Today was one of those days that started badly, and got spectacularly worse - and it’s still only 11:20am.

At 4am I woke on the first cry from our youngest, jumped out of bed, hopped about clumsily putting underwear on (must remember to put robe back in bedroom), and found our youngest stood next to her bed for the second time in as many nights crying about having an accident.

Oh, what an accident. This was a “spreadeagle her in the bath with nothing on” accident. A “remove clothes with tongs” accident. The kind who’s smell stays in your nose for hours.

That was only the start.

After perhaps four hours sleep in total, and ten minutes before leaving the house for the commute to London, our eldest daughter appears in the kitchen. Similar accident. Knowing that she has been doing maths at school and having tearful tantrums about it we give her the benefit of the doubt (even though she answers “I did it on purpose” to questions about her accident - we’re not sure she knows what we meant). I nearly flipped out when she appeared ten minutes later in fresh pyjamas wanting to watch cartoons though. At 6:45am.

“If you’re not well enough to go to school, you’re not well enough to watch cartoons”

… immediate thud as she hits the floor, crying uncontrollably. I send her to her bedroom. I am a big meanie, aren’t I.

Following that, I leave for London. Half an hour into my journey W calls. She is trying not to throw up, has a nasty headache, and sounds tearful. She cannot get the only well child to school on her own - she doesn’t think the others will survive the school run in their unreliable state.

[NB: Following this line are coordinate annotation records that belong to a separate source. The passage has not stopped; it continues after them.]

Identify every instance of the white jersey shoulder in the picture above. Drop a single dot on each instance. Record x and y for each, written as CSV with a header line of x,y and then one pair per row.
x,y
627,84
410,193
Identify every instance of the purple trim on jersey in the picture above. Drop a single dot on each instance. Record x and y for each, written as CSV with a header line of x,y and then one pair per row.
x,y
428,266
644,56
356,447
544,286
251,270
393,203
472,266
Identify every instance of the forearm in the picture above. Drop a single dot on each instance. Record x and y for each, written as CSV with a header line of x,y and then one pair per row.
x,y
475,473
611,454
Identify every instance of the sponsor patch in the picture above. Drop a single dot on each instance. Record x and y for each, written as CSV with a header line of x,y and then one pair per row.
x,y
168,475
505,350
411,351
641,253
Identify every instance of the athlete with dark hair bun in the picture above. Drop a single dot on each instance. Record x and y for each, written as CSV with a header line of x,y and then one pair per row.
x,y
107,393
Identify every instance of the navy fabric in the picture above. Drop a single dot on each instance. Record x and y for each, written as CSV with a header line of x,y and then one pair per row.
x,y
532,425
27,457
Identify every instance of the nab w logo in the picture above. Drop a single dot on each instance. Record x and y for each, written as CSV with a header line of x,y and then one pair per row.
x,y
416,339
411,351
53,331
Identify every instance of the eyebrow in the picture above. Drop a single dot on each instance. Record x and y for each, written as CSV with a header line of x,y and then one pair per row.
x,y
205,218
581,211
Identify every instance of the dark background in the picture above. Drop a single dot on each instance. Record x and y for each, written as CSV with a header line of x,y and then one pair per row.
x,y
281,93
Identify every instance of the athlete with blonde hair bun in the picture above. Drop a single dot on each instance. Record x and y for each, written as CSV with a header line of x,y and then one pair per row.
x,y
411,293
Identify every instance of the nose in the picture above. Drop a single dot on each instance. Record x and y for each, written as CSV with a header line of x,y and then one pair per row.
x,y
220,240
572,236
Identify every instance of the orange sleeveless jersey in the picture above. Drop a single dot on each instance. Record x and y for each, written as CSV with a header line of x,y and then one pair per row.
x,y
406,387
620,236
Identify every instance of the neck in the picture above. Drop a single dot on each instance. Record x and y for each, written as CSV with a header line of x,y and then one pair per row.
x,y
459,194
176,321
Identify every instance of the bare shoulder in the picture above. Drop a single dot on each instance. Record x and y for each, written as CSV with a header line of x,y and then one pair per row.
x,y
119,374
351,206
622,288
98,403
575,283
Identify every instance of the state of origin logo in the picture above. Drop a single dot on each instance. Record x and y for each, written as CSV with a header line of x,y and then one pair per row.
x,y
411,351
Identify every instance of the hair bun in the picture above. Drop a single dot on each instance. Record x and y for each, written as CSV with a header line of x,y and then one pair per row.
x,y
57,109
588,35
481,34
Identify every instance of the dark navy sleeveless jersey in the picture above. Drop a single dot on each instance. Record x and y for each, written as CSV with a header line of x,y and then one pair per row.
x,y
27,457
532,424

I make the calls, send the emails, get off the train at the next station, and start back towards home. An hour later I walk back into the house to find W asleep upstairs, and the kids playing happily in the middle of a scene of devestation.

Miraculously by 9:45am the lounge, playroom, bedrooms and kitchen were cleaned, tidied, the washing up done, and the washing machine and dryer started on the first of perhaps ten loads.

While running around like a lunatic this morning I recalled the meeting at the adoption panel - where the psychologist nodded quietly when I said about the children becoming our reason for keeping going. Today was the first real proof of that for me.